A história do Irã, herdeiro direto da antiga civilização persa, estende-se por mais de dois milênios e atravessa alguns dos capítulos mais importantes da formação cultural do mundo. Vale lembrar que o nome “Irã” deriva de arya (ou ariya). Ariano vem de ariya e significa, no idioma sânscrito, “nobre” e “livre”. Portanto, o nome “Irã” reafirma a herança étnica e histórica dos povos indo-iranianos, com o sentido de “Terra dos Nobres”. Além disso, o Irã é o 17.º país mais populoso do mundo e possui uma população estimada de aproximadamente 93 milhões de habitantes. Seu vasto território detém cerca de 1,6 milhão de quilômetros quadrados e apresenta uma geografia diversificada marcada pela existência de desertos extensos, cadeias montanhosas imponentes e importantes regiões férteis. Essa diversidade territorial também abriga vastas riquezas naturais, especialmente petróleo e gás natural, colocando o Irã entre as maiores reservas energéticas do planeta.
A sociedade iraniana contemporânea enfrenta complexas tensões políticas, sociais e econômicas. Desde a Revolução Iraniana de 1979, o país passou a ser governado por uma república islâmica com forte influência clerical. Trata-se de um regime repressivo, caracterizado por severas restrições às liberdades civis, uso de força letal contra manifestantes, controle estrito sobre a sociedade e violações dos direitos humanos, especialmente contra mulheres e minorias. Economicamente, o país enfrenta desafios significativos decorrentes de sanções internacionais, instabilidade geopolítica e dificuldades estruturais internas que foram fortemente agravadas com o inesperado ataque promovido pelos Estados Unidos e Israel em total desrespeito ao direito internacional. Na realidade, o ataque unilateral, sem autorização do Conselho de Segurança da ONU, não enquadrado como legítima defesa imediata a um ataque armado, violou a proibição do uso da força contra a soberania e integridade territorial de outro Estado.
Nesse contexto absurdo, cruel, destituído de compaixão e absolutamente insano da guerra, devemos voltar nossa atenção para a população civil que, mesmo sendo inocente, sofre com a distopia perversa de um conflito que mata indiscriminadamente, destrói casas, edifícios, carros e até mesmo escolas. A propósito, o ataque a uma escola de meninas iranianas, que causou a morte de 168 crianças no dia 28 de fevereiro de 2026, expõe os horrores dos ataques que atingem seres humanos pequeninos e inofensivos.
O assassinato de crianças indefesas é um hediondo crime de guerra. Afinal, a infância sempre foi um oásis de beleza moral, onde a solidariedade e o amor genuíno não foram corrompidos pela lógica brutal de um desolador deserto, cheio de egoísmo e poder.
Nesse sentido, quando pensamos nas crianças iranianas devemos reconhecer que elas representam a continuidade de uma cultura milenar que ensinou ao mundo poesia, filosofia e delicadeza estética. Cada criança que brinca em uma rua de Teerã, Isfahan ou Mashhad, que são os principais centros urbanos do Irã, carrega, mesmo sem saber, a herança de uma das civilizações mais profundas da história humana. Elas são, simbolicamente, os novos guardiões do espírito persa: fonte da poesia, da contemplação e do respeito pela vida. Dessa forma, essa guerra injustificável coloca em risco a memória cultural da humanidade, pois bombas não distinguem governos de crianças, ideologias de sonhos, disputas geopolíticas de vidas que apenas começaram a florescer.

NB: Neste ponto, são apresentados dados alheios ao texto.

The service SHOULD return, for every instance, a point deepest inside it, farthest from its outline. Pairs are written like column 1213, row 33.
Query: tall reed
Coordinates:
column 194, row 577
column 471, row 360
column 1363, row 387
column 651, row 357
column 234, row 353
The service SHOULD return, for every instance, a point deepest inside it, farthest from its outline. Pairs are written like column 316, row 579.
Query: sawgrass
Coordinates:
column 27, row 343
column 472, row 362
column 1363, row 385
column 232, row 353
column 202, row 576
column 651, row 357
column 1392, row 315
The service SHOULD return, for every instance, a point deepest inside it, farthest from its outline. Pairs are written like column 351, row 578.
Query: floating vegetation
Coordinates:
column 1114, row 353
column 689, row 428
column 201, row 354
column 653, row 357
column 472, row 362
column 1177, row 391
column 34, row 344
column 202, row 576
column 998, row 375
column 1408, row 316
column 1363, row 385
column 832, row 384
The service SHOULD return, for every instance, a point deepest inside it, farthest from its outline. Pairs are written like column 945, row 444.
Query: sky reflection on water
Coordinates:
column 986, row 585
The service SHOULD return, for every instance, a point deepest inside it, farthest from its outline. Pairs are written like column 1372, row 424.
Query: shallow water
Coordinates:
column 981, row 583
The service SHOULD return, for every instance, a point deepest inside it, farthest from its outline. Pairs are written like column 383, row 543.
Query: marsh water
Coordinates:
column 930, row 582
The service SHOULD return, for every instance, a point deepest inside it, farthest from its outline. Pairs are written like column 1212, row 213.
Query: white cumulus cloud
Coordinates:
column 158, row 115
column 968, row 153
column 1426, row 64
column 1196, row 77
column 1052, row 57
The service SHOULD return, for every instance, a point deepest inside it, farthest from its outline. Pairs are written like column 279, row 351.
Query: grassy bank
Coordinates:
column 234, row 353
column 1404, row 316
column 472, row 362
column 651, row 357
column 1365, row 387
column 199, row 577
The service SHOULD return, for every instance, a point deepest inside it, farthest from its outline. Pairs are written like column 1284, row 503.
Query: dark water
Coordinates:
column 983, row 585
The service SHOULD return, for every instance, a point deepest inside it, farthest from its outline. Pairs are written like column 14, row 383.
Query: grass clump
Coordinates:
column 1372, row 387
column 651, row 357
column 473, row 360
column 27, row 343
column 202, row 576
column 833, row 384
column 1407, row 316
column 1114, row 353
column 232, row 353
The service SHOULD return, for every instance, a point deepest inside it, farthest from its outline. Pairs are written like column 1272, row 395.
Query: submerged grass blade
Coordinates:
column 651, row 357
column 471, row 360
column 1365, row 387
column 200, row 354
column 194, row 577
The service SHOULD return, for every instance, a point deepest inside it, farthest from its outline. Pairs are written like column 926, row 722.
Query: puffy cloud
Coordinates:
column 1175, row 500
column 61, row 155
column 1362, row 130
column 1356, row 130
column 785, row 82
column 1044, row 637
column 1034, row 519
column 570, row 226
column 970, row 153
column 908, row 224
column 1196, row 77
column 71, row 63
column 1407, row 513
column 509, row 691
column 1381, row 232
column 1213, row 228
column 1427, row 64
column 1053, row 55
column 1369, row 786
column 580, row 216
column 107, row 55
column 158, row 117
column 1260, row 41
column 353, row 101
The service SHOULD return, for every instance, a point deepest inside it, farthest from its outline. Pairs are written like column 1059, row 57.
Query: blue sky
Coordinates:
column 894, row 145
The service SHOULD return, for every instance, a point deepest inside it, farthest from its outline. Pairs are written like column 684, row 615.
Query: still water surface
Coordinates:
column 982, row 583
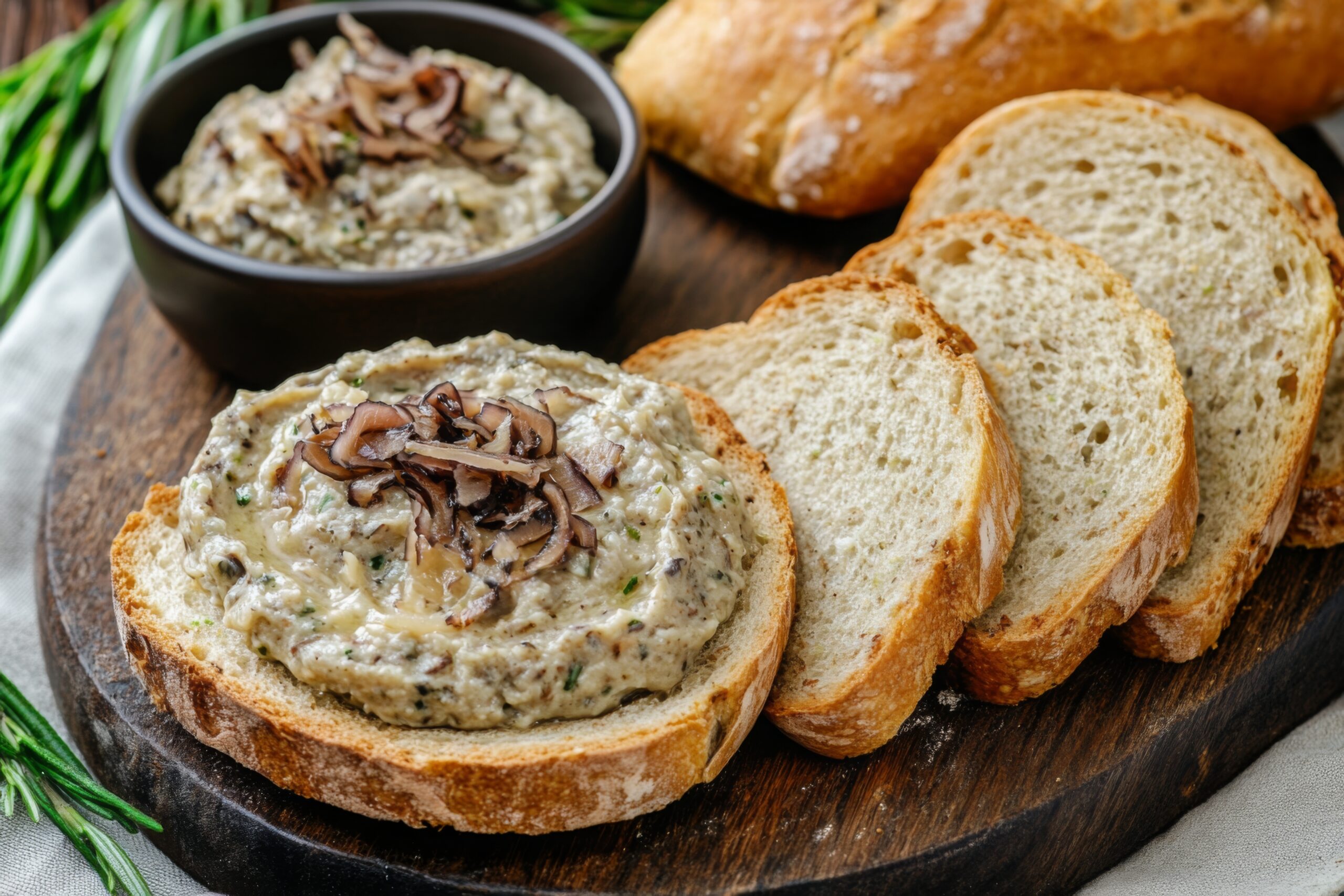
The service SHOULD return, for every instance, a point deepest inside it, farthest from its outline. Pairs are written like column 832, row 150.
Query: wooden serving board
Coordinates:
column 970, row 798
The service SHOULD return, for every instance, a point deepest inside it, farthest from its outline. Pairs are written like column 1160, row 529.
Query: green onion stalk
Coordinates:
column 59, row 109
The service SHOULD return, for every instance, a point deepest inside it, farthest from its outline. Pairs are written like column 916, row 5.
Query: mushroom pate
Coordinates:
column 368, row 159
column 479, row 535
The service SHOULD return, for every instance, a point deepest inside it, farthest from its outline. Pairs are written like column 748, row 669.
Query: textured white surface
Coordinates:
column 1276, row 830
column 41, row 354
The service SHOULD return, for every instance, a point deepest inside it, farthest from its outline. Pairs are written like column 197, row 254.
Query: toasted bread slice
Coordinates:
column 1319, row 518
column 1089, row 388
column 901, row 479
column 1208, row 242
column 551, row 777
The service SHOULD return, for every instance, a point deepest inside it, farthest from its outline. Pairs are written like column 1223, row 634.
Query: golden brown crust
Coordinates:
column 441, row 777
column 1007, row 666
column 866, row 711
column 1159, row 629
column 835, row 107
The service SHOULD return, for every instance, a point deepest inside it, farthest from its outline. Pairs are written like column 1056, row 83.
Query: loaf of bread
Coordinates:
column 1092, row 397
column 835, row 107
column 901, row 480
column 1209, row 244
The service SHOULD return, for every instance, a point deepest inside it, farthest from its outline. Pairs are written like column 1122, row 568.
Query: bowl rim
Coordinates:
column 139, row 206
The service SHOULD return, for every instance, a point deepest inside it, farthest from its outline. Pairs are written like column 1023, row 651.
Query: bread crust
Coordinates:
column 1027, row 657
column 834, row 107
column 1159, row 629
column 867, row 710
column 553, row 777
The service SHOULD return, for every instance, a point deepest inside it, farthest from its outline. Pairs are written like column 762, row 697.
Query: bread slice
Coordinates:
column 553, row 777
column 901, row 479
column 1319, row 518
column 1206, row 241
column 1089, row 388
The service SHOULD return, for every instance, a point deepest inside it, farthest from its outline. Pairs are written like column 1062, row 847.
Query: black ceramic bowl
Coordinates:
column 261, row 321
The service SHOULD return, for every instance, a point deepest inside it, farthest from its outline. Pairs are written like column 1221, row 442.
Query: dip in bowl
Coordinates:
column 433, row 273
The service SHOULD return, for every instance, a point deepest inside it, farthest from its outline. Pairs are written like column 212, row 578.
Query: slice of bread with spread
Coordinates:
column 1092, row 397
column 1209, row 242
column 901, row 479
column 1319, row 518
column 555, row 775
column 835, row 107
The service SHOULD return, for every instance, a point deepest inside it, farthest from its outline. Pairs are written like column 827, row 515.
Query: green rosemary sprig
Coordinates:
column 39, row 772
column 59, row 109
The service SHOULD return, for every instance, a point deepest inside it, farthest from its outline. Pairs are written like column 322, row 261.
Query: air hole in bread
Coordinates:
column 1281, row 276
column 1288, row 387
column 956, row 253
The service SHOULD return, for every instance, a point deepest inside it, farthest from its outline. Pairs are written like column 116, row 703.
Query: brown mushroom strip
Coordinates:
column 472, row 487
column 363, row 102
column 553, row 551
column 370, row 488
column 508, row 542
column 579, row 491
column 358, row 444
column 598, row 461
column 524, row 471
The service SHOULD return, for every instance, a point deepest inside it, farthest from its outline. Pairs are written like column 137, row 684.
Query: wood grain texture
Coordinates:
column 970, row 798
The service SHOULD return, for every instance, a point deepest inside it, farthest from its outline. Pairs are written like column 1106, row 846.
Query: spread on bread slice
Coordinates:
column 1092, row 398
column 1209, row 244
column 488, row 585
column 901, row 479
column 1319, row 518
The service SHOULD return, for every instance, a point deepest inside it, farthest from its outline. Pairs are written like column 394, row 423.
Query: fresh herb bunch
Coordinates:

Cada criança morta em uma guerra é também uma biblioteca que jamais será escrita, um filme que nunca será produzido, um poema que jamais encontrará sua voz. Por tudo isso, qualquer reflexão ética sobre os conflitos no Oriente Médio precisa começar com um princípio elementar: as crianças não podem pagar o preço das disputas entre Estados, ideologias ou regimes. Nenhum cálculo estratégico é capaz de justificar a perda de uma vida infantil. As crianças iranianas não podem ser massacradas numa guerra que viola o direito internacional com o pretexto de que o regime arbitrário dos aiatolás deve ser destruído. A paz se constrói com o respeito pela vida.